Il maligno si annida nelle famiglie, qui quella di un ricchissimo costruttore (chiaro il riferimento alla famiglia Trump), che attua il suo potere economico e religioso sull’architetto. Solo apparentemente lo lascia libero di dare sfogo alla sua arte, in realtà Làzsló deve sottostare ai capricci del capo e realizzare un palazzo in cui sia imperante il simbolo cattolico per eccellenza: la croce, lui che è di religione ebraica. Scendere a compromessi. Quanto può essere puramente personale un’opera d’arte e quanto quest’ultima è influenzata, limitata e governata dal Capitalismo? Arte Vs Capitalismo. Non si è più artisti ma si fa gli artisti. L’idea di creare spinti da un moto interiore, o citando Antonin Artaud per fuggire dall’inferno (esattamente come sembrerebbe fare il protagonista del film), con l’entrata del capitalismo nell’arte non può più esistere. L’alienazione tipica della classe lavoratrice è riscontrabile anche negli artisti e il motivo lo spiega bene Karl Marx in “Teorie sul plusvalore”. Marx disse che il capitalismo avendo infettato ogni aspetto della vita, fa si che l’artista dovrà sottostare a regole economiche che attutiscono il suo primordiale istinto creativo. Il capitalismo essendosi allargato ad ogni aspetto della vita, sia essa sociale o economica, ripropone gli stessi meccanismi dell’operaio in fabbrica, per guadagnare dovrà produrre sottostando a ritmi di produzione sfrenati e alle richieste di chi finanzia. Questo fa decadere il vero concetto di artista, cioè colui che realizza creazioni originali scaturite da un impulso spontaneo e personale. La voglia di possedere e sottomettere passa anche attraverso il sesso. Nel film serpeggia una palpabile tensione omoerotica. La scena della sodomizzazzione tra il miliardario e Toth è l’estremizzazione del concetto di dominazione. Il protagonista ebreo e povero viene totalmente sottomesso al potere economico e sessuale del suo padrone. L’essere umano alla stregua di una merce da possedere, in ogni senso.

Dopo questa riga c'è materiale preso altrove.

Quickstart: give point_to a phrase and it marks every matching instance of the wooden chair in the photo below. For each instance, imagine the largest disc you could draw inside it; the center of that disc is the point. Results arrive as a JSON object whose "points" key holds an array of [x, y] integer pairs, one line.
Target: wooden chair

Brady Corbet è americano e quale cinema è più schiavo del capitale se non quello delle majors americane? E quindi il regista si trasforma nell’anarchico del cinema d’Oltralpe. Scrive e gira un film con pochi soldi, dalla durata spropositata, con un intervallo di 15 minuti, con musica assordante, privo di concessioni al commerciale, profondamente antiamericano, che descrive il fascismo culturale dell’America, non prodotto da uno Studios e che alterna una prima parte classicissima ad una seconda quasi da video arte (la sequenza girata in gondola tra i palazzi veneziani sembra “Atlantide” di Yuri Ancarani), creando così un oggetto alieno che se ne frega delle mode cinematografiche del momento. Corbet è ambizioso come il protagonista del suo film e come lui tende a creare opere monumentali (lo dimostrano anche i due precedenti lungometraggi).
Nonostante il pessimismo di fondo in “The Brutalist” l’arte ha una potenza tutta sua, metafisica e ancestrale e il finale del film lo dimostra chiaramente, forse in maniera un pò troppo didascalica.